El gobierno de Javier Milei y el ministro de Economía, Luis Caputo, han acelerado un plan de privatización de tramos de rutas nacionales mediante concesiones que recuerdan el esquema implementado durante la década del ’90 bajo el mandato de Carlos Menem. El proyecto apunta a transferir la explotación de más de 9.000 kilómetros de corredores viales al sector privado, buscando que sean las empresas y no el Estado quienes asuman el mantenimiento y las inversiones necesarias, eliminando la figura del subsidio estatal para las concesionarias.

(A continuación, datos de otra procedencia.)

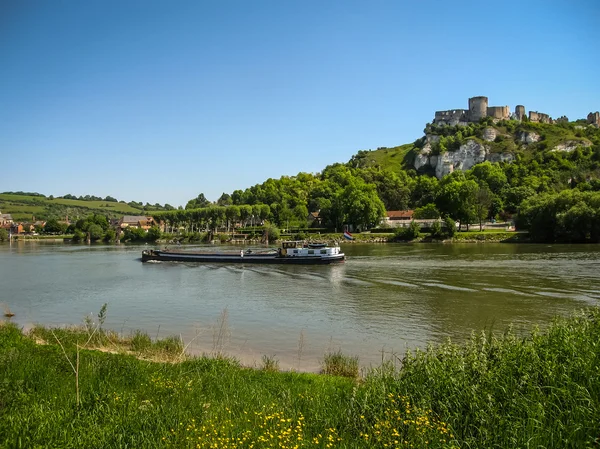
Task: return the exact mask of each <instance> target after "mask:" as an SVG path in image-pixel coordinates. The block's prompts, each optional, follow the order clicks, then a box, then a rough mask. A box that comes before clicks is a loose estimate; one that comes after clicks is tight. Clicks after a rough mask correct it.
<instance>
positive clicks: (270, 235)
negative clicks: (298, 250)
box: [263, 225, 280, 242]
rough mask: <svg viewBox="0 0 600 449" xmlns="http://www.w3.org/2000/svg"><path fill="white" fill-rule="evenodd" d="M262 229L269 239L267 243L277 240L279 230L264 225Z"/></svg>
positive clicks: (278, 235) (277, 228) (274, 228)
mask: <svg viewBox="0 0 600 449" xmlns="http://www.w3.org/2000/svg"><path fill="white" fill-rule="evenodd" d="M263 229H264V232H265V233H266V235H267V237H268V239H269V242H276V241H277V240H279V238H280V233H279V228H277V227H276V226H273V225H265V226H264V228H263Z"/></svg>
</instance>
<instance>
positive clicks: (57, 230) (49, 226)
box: [44, 218, 67, 234]
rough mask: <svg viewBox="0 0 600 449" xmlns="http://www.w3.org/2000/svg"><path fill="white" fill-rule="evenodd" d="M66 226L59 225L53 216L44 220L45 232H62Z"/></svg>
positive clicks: (59, 223)
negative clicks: (45, 223) (47, 218)
mask: <svg viewBox="0 0 600 449" xmlns="http://www.w3.org/2000/svg"><path fill="white" fill-rule="evenodd" d="M66 228H67V226H66V225H64V226H61V224H60V223H59V222H58V220H56V219H55V218H51V219H49V220H48V221H47V222H46V226H44V233H45V234H62V233H63V232H64V230H65V229H66Z"/></svg>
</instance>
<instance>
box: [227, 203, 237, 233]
mask: <svg viewBox="0 0 600 449" xmlns="http://www.w3.org/2000/svg"><path fill="white" fill-rule="evenodd" d="M225 217H227V228H229V225H232V226H235V224H236V223H237V222H238V221H239V220H240V208H239V206H227V208H226V209H225Z"/></svg>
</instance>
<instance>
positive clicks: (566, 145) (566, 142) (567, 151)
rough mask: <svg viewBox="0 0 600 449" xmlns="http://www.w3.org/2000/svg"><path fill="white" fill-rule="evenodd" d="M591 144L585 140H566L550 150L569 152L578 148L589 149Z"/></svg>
mask: <svg viewBox="0 0 600 449" xmlns="http://www.w3.org/2000/svg"><path fill="white" fill-rule="evenodd" d="M591 145H592V143H591V142H589V141H587V140H567V141H566V142H564V143H560V144H558V145H556V146H555V147H554V148H552V151H567V152H571V151H573V150H575V149H577V148H578V147H589V146H591Z"/></svg>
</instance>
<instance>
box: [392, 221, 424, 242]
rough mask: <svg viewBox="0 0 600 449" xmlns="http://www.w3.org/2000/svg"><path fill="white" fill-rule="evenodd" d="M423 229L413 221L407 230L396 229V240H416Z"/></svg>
mask: <svg viewBox="0 0 600 449" xmlns="http://www.w3.org/2000/svg"><path fill="white" fill-rule="evenodd" d="M420 231H421V227H420V226H419V223H417V222H416V221H414V220H413V221H411V222H410V224H409V225H408V226H407V227H406V228H396V229H395V231H394V239H395V240H414V239H416V238H417V237H419V232H420Z"/></svg>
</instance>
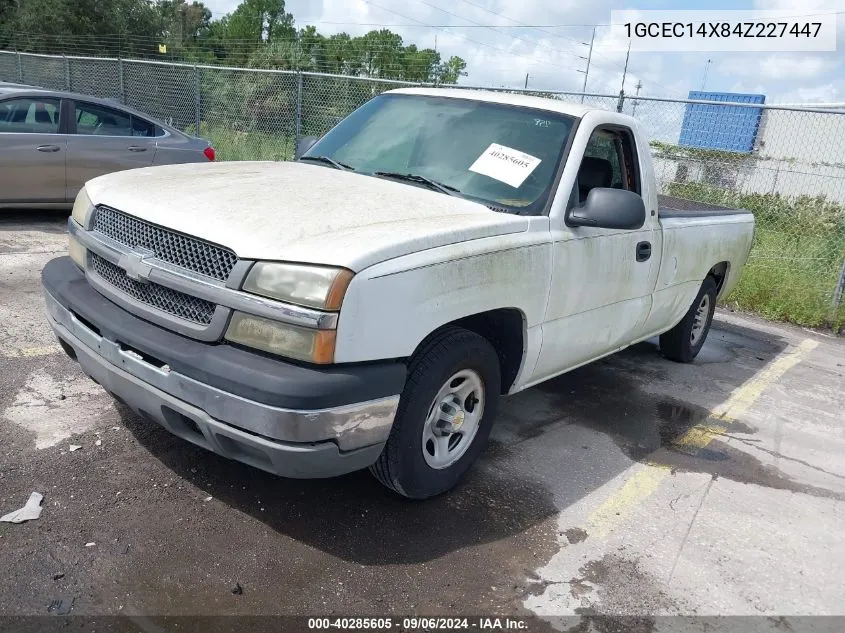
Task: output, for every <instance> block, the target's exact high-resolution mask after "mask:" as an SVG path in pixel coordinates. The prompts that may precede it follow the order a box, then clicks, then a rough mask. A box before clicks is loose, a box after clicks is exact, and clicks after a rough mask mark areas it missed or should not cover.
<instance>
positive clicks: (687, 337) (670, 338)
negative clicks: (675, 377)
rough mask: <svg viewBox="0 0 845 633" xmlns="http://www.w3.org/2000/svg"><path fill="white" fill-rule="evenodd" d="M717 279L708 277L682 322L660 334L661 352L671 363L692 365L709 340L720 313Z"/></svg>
mask: <svg viewBox="0 0 845 633" xmlns="http://www.w3.org/2000/svg"><path fill="white" fill-rule="evenodd" d="M717 294H718V287H717V286H716V280H715V279H713V278H712V277H707V278H706V279H705V280H704V283H703V284H701V289H700V290H699V291H698V295H697V296H696V297H695V301H693V302H692V306H690V309H689V310H688V311H687V313H686V315H684V318H683V319H681V322H680V323H678V325H676V326H675V327H673V328H672V329H671V330H669V331H668V332H665V333H663V334H661V335H660V351H661V353H662V354H663V355H664V356H665V357H666V358H668V359H669V360H674V361H677V362H679V363H691V362H692V361H693V360H694V359H695V357H696V356H698V352H700V351H701V348H702V347H703V346H704V341H705V340H706V339H707V334H708V333H709V332H710V326H711V325H712V324H713V313H714V312H715V311H716V295H717Z"/></svg>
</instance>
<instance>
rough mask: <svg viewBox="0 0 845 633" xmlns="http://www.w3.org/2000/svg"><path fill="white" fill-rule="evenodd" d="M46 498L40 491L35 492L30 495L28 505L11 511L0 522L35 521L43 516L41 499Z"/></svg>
mask: <svg viewBox="0 0 845 633" xmlns="http://www.w3.org/2000/svg"><path fill="white" fill-rule="evenodd" d="M43 498H44V495H42V494H41V493H40V492H33V493H32V494H31V495H29V499H27V501H26V505H25V506H24V507H23V508H20V509H19V510H15V511H14V512H10V513H9V514H5V515H3V516H2V517H0V522H4V523H23V522H24V521H34V520H35V519H37V518H38V517H40V516H41V500H42V499H43Z"/></svg>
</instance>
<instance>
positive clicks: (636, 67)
mask: <svg viewBox="0 0 845 633" xmlns="http://www.w3.org/2000/svg"><path fill="white" fill-rule="evenodd" d="M238 3H239V0H207V2H206V5H207V6H208V7H209V8H210V9H211V10H212V12H213V13H214V16H215V17H220V16H222V15H223V14H225V13H227V12H230V11H232V10H233V9H234V8H235V7H236V6H237V5H238ZM681 8H684V9H720V8H724V9H727V8H733V9H754V8H758V9H785V10H790V11H795V10H800V11H802V12H803V11H806V13H807V14H812V13H813V12H814V11H815V12H817V11H819V10H842V11H845V0H709V1H706V0H638V1H636V2H633V1H631V0H587V1H584V0H288V1H287V10H288V11H290V12H291V13H293V15H294V18H295V20H296V24H297V26H300V27H301V26H304V25H306V24H314V25H315V26H317V28H318V29H319V31H320V32H321V33H324V34H331V33H337V32H342V31H345V32H347V33H350V34H352V35H360V34H363V33H366V32H367V31H369V30H372V29H374V28H378V26H375V25H385V26H387V27H389V28H390V29H391V30H393V31H395V32H397V33H399V34H400V35H401V36H402V37H403V39H404V41H405V43H406V44H409V43H415V44H417V45H418V46H420V47H434V46H435V38H436V44H437V50H438V51H439V52H440V53H441V55H442V56H443V58H448V57H449V56H451V55H460V56H461V57H463V58H464V59H465V60H466V61H467V70H468V71H469V76H468V77H465V78H463V79H462V83H465V84H468V85H484V86H488V85H489V86H505V87H522V86H523V84H524V82H525V75H526V73H527V74H528V75H529V78H528V86H529V88H535V89H550V90H577V91H580V89H581V86H582V85H583V81H584V75H583V74H582V73H579V72H578V70H579V69H580V70H583V69H584V68H585V65H586V62H585V60H583V59H581V58H580V57H579V56H584V57H586V55H587V49H588V47H587V46H586V45H584V44H583V43H582V42H589V39H590V35H591V33H592V27H591V26H588V25H591V24H607V23H608V22H610V11H611V10H612V9H681ZM519 23H523V24H527V25H555V26H550V27H547V28H514V27H516V26H517V25H518V24H519ZM397 25H402V26H397ZM477 25H489V26H491V27H492V28H479V27H478V26H477ZM559 25H566V26H559ZM837 32H838V36H837V48H838V49H839V52H835V53H834V52H831V53H675V54H664V53H642V52H639V53H637V52H634V53H632V54H631V59H630V61H629V65H628V75H627V78H626V80H625V92H626V93H627V94H633V93H634V91H635V87H636V85H637V82H638V81H642V89H641V94H642V95H647V96H671V97H685V96H686V95H687V93H688V91H689V90H700V89H701V87H702V82H703V80H704V75H705V68H706V67H707V60H708V59H710V60H711V64H710V66H709V70H708V72H707V82H706V89H707V90H717V91H729V92H746V93H747V92H750V93H761V94H765V95H766V101H767V102H768V103H793V102H843V101H845V55H844V54H843V51H845V15H839V16H838V20H837ZM609 40H610V29H609V28H607V27H604V28H602V27H599V28H598V30H597V35H596V45H595V47H594V49H593V58H592V65H591V68H590V75H589V83H588V85H587V91H588V92H599V93H614V94H616V93H618V92H619V89H620V88H621V84H622V70H623V67H624V63H625V51H624V50H617V47H616V46H613V45H611V43H610V41H609Z"/></svg>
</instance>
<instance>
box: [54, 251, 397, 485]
mask: <svg viewBox="0 0 845 633" xmlns="http://www.w3.org/2000/svg"><path fill="white" fill-rule="evenodd" d="M42 280H43V283H44V288H45V300H46V304H47V314H48V317H49V321H50V325H51V326H52V328H53V331H54V332H55V334H56V336H57V337H58V338H59V340H60V342H61V343H62V346H63V347H64V349H65V351H66V352H68V354H69V355H71V357H73V358H75V359H76V360H77V361H78V362H79V364H80V367H81V368H82V370H83V371H84V372H85V373H86V374H87V375H88V376H90V377H91V378H93V379H94V380H95V381H97V382H98V383H99V384H100V385H102V386H103V388H105V389H106V390H107V391H109V392H110V393H112V394H113V395H115V396H116V397H117V398H119V399H120V400H121V401H123V402H124V403H125V404H126V405H128V406H129V407H130V408H132V409H133V410H135V411H136V412H138V413H140V414H142V415H143V416H145V417H147V418H150V419H152V420H154V421H155V422H157V423H159V424H161V425H162V426H163V427H165V428H166V429H168V430H169V431H170V432H172V433H174V434H175V435H178V436H179V437H182V438H184V439H186V440H188V441H190V442H193V443H194V444H197V445H199V446H202V447H204V448H206V449H209V450H211V451H214V452H215V453H218V454H220V455H223V456H224V457H228V458H230V459H234V460H237V461H241V462H244V463H247V464H250V465H252V466H255V467H257V468H261V469H263V470H267V471H270V472H273V473H275V474H278V475H282V476H286V477H297V478H312V477H331V476H335V475H339V474H343V473H346V472H351V471H354V470H359V469H361V468H365V467H367V466H369V465H370V464H372V463H373V462H374V461H375V460H376V459H377V458H378V456H379V454H380V453H381V450H382V448H383V446H384V443H385V441H386V440H387V436H388V435H389V433H390V428H391V425H392V423H393V418H394V416H395V414H396V409H397V406H398V403H399V396H398V395H395V394H394V395H390V394H388V395H382V396H380V397H376V398H372V399H369V400H366V401H364V402H351V403H347V404H341V405H338V406H330V407H318V408H313V409H290V408H283V407H278V406H274V405H272V404H268V403H267V402H261V401H256V400H252V399H250V398H248V397H245V396H244V395H242V394H236V393H231V392H228V391H225V390H223V389H220V388H219V387H216V386H214V385H212V384H208V383H207V382H204V381H201V380H197V379H196V378H195V377H192V376H190V375H188V374H187V373H185V372H180V371H177V369H176V368H175V367H182V366H184V368H185V371H187V372H189V373H193V374H195V375H196V373H197V371H202V370H203V368H202V367H198V368H192V367H190V360H189V359H191V358H193V359H194V364H202V363H203V362H207V361H208V360H209V359H208V358H206V356H205V355H204V354H203V353H202V352H204V351H207V348H213V347H216V348H226V347H229V346H226V345H222V346H221V345H218V346H214V345H209V344H207V343H202V342H199V341H191V340H189V339H185V338H184V337H181V336H178V335H175V334H173V333H172V332H169V331H167V330H164V329H162V328H159V327H157V326H153V325H151V324H149V323H147V322H145V321H142V320H141V319H137V317H133V316H132V315H130V314H129V313H127V312H126V311H124V310H122V309H121V308H119V307H117V306H116V305H114V304H112V303H111V302H109V301H107V300H105V299H104V298H103V297H102V295H100V294H99V293H96V292H95V291H94V290H93V289H92V288H91V287H90V286H89V285H88V284H87V282H86V280H85V278H84V276H83V274H82V273H81V272H80V271H79V269H77V268H76V266H75V265H74V264H73V263H72V262H71V261H70V260H69V259H68V258H60V259H57V260H53V261H52V262H50V263H49V264H48V265H47V267H45V269H44V272H43V274H42ZM114 310H118V311H119V313H114V314H110V313H111V312H113V311H114ZM119 320H122V321H123V323H122V324H121V327H116V326H117V324H118V323H117V322H118V321H119ZM127 320H128V321H129V322H127ZM127 325H128V326H131V327H129V328H127V327H126V326H127ZM115 330H118V331H119V332H124V330H125V333H126V334H127V336H121V335H120V334H119V333H118V332H115ZM130 331H131V332H132V336H129V332H130ZM133 337H134V340H129V341H127V340H126V339H127V338H129V339H132V338H133ZM156 337H158V338H160V339H162V340H160V341H158V345H154V342H155V341H154V340H153V339H155V338H156ZM171 337H175V339H173V340H168V339H169V338H171ZM176 339H178V341H177V340H176ZM145 343H146V344H145ZM176 343H178V344H180V345H183V346H187V349H182V350H181V355H177V354H176V353H175V352H173V354H174V356H173V363H172V365H171V363H170V359H168V358H167V354H166V353H164V354H162V349H160V348H163V349H167V348H170V349H171V350H172V349H175V347H177V345H176ZM238 351H239V352H242V350H238ZM242 353H243V354H244V355H245V356H242V357H241V358H242V359H246V358H254V359H255V361H256V362H255V363H251V365H250V366H249V367H246V366H244V367H243V372H244V373H246V374H247V375H248V376H249V377H250V385H251V388H255V385H256V383H258V384H261V383H262V382H267V381H269V380H270V379H273V378H277V377H278V375H279V374H281V375H285V373H286V372H293V373H291V374H290V375H292V376H296V377H297V380H298V381H299V383H302V384H297V390H296V391H300V390H302V389H305V390H306V391H307V387H308V383H309V381H308V376H309V375H311V374H309V373H307V372H313V375H314V380H313V389H312V392H314V391H316V392H319V393H320V394H322V397H321V398H320V399H319V400H322V401H324V402H332V403H334V402H336V401H337V399H338V398H339V397H341V398H342V394H341V395H338V390H340V391H341V392H345V391H346V390H347V389H348V385H347V383H348V381H349V378H350V372H352V373H354V369H347V370H346V373H343V374H337V375H336V376H335V375H330V377H329V378H326V370H317V369H309V368H303V367H299V366H293V365H291V364H289V363H285V362H284V361H281V360H275V359H268V358H266V357H264V356H260V355H255V354H249V353H248V352H242ZM162 361H167V362H165V363H164V364H162ZM268 361H269V362H270V363H271V364H270V365H269V366H268V365H267V362H268ZM186 363H188V364H186ZM257 368H259V369H260V371H261V372H264V373H267V371H268V370H271V373H273V375H272V376H263V374H262V376H263V377H265V378H266V380H265V381H262V380H256V376H255V374H256V371H258V369H257ZM274 368H275V370H276V371H275V372H272V370H273V369H274ZM192 369H196V371H192ZM231 369H234V370H235V371H238V367H233V368H231ZM387 369H390V371H387V372H386V373H385V371H386V370H387ZM397 369H398V372H399V373H396V375H394V373H395V372H394V368H383V369H382V373H383V374H384V375H386V376H390V378H389V379H387V380H386V382H383V384H382V385H381V386H380V388H381V389H385V388H392V389H395V390H396V393H398V391H400V390H401V389H400V388H399V386H398V382H399V380H400V379H401V380H402V381H403V380H404V372H405V369H404V366H401V365H400V366H398V368H397ZM362 370H363V371H364V375H365V377H366V376H372V375H373V368H372V367H366V366H365V367H363V368H362ZM303 372H305V373H304V374H303ZM224 373H225V372H224ZM200 375H203V374H200ZM380 375H381V374H380ZM333 376H334V377H333ZM230 381H232V382H233V384H236V383H237V380H236V378H233V377H230ZM334 384H337V385H340V386H339V387H337V388H330V387H329V385H334ZM290 397H291V398H293V397H294V396H293V395H291V396H290ZM303 397H305V396H303ZM308 397H312V396H308ZM312 398H313V397H312ZM266 399H269V398H266ZM319 400H317V401H316V402H315V403H316V404H319Z"/></svg>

La primera etapa del plan ya está en marcha, con la reciente adjudicación de las concesiones viales de dos tramos clave del Corredor Mercosur, que suman 741 kilómetros. Estas rutas, que hasta ahora se encontraban bajo gestión estatal, serán operadas por empresas privadas. La medida incluye una reestructuración tarifaria significativa: los nuevos peajes superarán los $3.000 en algunos tramos, con propuestas que llegaron a los $3.385, lo que representa un fuerte impacto en el bolsillo de los usuarios.

El modelo se diferencia del esquema actual al buscar que el privado asuma el riesgo financiero de la operación, aunque no descarta la renegociación de contratos y un acompañamiento financiero inicial. Los próximos llamados a licitación incluyen tramos estratégicos como el Sur-Atlántico-Acceso Sur, de 1.325 kilómetros (que abarca la autopista Ricchieri-Ezeiza-Cañuelas y las rutas nacionales 3, 205 y 226), y el Tramo Pampa, de 547 kilómetros sobre la Ruta Nacional N° 5. La intención es cubrir el 20% de la red vial nacional, que concentra el 80% del tránsito.

Las concesiones se centran en la rehabilitación y reparación de la infraestructura existente, incluyendo el bacheo profundo y la reconstrucción de calzadas, más que en la construcción de nuevas autopistas. Además, se exigirá a las empresas la implementación de tecnología moderna, como sistemas de cobro automático «free flow«, y la instalación de dispositivos de identificación de patentes en las estaciones de peaje durante el primer año. La decisión política detrás de esta privatización es reducir el gasto público y transferir los costos operativos y suculentas ganancias al sector privado, aunque también se señala que el Estado podría terminar asumiendo nuevamente el riesgo financiero en caso de que la ecuación económica de las concesionarias se quiebre con el agravante que se les está otorgando una infraestructura ya generada por el mismo Estado.